# The Sims 1 graphics glitch



## 1130210 (Aug 24, 2010)

I own the Sims 1 complete edition. I have played the game before on Vista and it has worked perfectly. I am getting a glitch where the menu in the lower left corner jumps up and down whenever I scroll. It makes the game jump, run slow, and is overall really annoying. Is there any possible fix for this problem?


----------



## 1130210 (Aug 24, 2010)

when I disable hardware acceleration the menu glitch stops but the game continues to jump and run slow.


----------



## llacrossedude7 (Jul 31, 2009)

Hello 1130210 welcome to TSF,

Please provide use with your system specs and please take a screen shot of your problem.


----------



## 1130210 (Aug 24, 2010)

report should be in file attachment I'm getting the picture now


----------



## 1130210 (Aug 24, 2010)

You cannot see the menu move at all, but what the fraps counter is doing is exactly what the menu is doing.


----------



## 1130210 (Aug 24, 2010)

My brother was having a similar problem on his computer with the Sims. On his computer he had hardware accelerating disabled and when he enabled it the menu problem went away. I have hardware accelerating enabled, could this mean that hardware accelerating isn't working correctly?


----------



## llacrossedude7 (Jul 31, 2009)

It could be I'm not that familiar with the Sims Series, let me look around and see what I can find.


----------



## 1130210 (Aug 24, 2010)

I figured out and fixed the problem. There was corrupted files and issues with the registry and I fixed it.
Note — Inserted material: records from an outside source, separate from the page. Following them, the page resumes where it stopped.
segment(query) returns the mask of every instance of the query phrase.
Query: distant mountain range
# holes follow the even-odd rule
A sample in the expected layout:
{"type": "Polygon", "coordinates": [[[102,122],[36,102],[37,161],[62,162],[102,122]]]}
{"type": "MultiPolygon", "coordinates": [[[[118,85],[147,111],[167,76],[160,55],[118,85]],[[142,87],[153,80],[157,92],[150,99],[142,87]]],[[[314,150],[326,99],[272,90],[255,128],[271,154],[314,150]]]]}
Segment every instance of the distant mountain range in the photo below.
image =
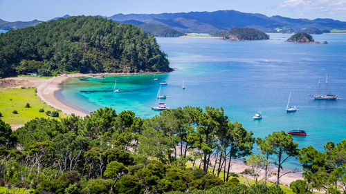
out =
{"type": "MultiPolygon", "coordinates": [[[[62,17],[68,17],[69,15],[65,15],[62,17]]],[[[310,20],[307,19],[291,19],[281,16],[269,17],[262,14],[244,13],[235,10],[162,14],[117,14],[109,17],[101,17],[120,23],[132,23],[140,28],[145,26],[147,32],[148,29],[157,30],[162,26],[166,26],[167,28],[165,29],[170,32],[210,34],[228,30],[233,27],[250,27],[266,32],[293,32],[303,30],[312,32],[329,32],[334,29],[346,30],[346,22],[331,19],[310,20]],[[155,25],[160,26],[155,26],[155,25]],[[150,28],[147,28],[148,26],[150,28]],[[175,30],[173,30],[173,29],[175,30]]],[[[57,19],[58,18],[52,19],[57,19]]],[[[21,28],[36,25],[39,22],[42,21],[34,20],[28,22],[8,22],[0,20],[0,29],[21,28]]],[[[165,34],[163,32],[161,32],[161,33],[165,34]]],[[[152,34],[155,35],[155,33],[152,34]]]]}

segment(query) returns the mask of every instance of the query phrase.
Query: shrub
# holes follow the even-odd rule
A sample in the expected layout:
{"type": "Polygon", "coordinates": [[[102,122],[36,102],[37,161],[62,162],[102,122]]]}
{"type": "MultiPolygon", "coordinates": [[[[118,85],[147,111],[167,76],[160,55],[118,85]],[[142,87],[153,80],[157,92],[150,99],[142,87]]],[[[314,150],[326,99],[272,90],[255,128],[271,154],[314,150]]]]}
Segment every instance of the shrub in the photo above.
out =
{"type": "Polygon", "coordinates": [[[304,180],[298,180],[293,181],[289,184],[289,188],[292,189],[292,191],[297,194],[309,193],[307,191],[307,183],[304,180]]]}
{"type": "Polygon", "coordinates": [[[57,113],[57,111],[53,111],[52,113],[51,114],[51,117],[59,117],[59,113],[57,113]]]}
{"type": "Polygon", "coordinates": [[[230,186],[237,186],[239,184],[239,180],[236,178],[236,177],[230,177],[230,179],[225,182],[225,186],[226,187],[230,187],[230,186]]]}

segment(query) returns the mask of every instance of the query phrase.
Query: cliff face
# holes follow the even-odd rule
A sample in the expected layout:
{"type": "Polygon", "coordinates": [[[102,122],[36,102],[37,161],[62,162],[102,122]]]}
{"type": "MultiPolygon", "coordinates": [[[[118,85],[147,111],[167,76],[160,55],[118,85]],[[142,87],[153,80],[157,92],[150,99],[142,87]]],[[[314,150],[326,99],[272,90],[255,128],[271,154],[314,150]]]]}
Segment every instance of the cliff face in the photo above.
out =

I appreciate your time to try and help.


----------



## llacrossedude7 (Jul 31, 2009)

Ok I'm glad to hear you fixed the problem please mark SOLVED.


----------



## T3mbokx (Jul 5, 2011)

Hey!
How to fix it?
That problems is Same like me..
The screen goes Boom...
You still remember how to fix this?


----------



## llacrossedude7 (Jul 31, 2009)

T3 create a new thread telling us whats up.


----------



## T3mbokx (Jul 5, 2011)

Ok done,
come see it..


----------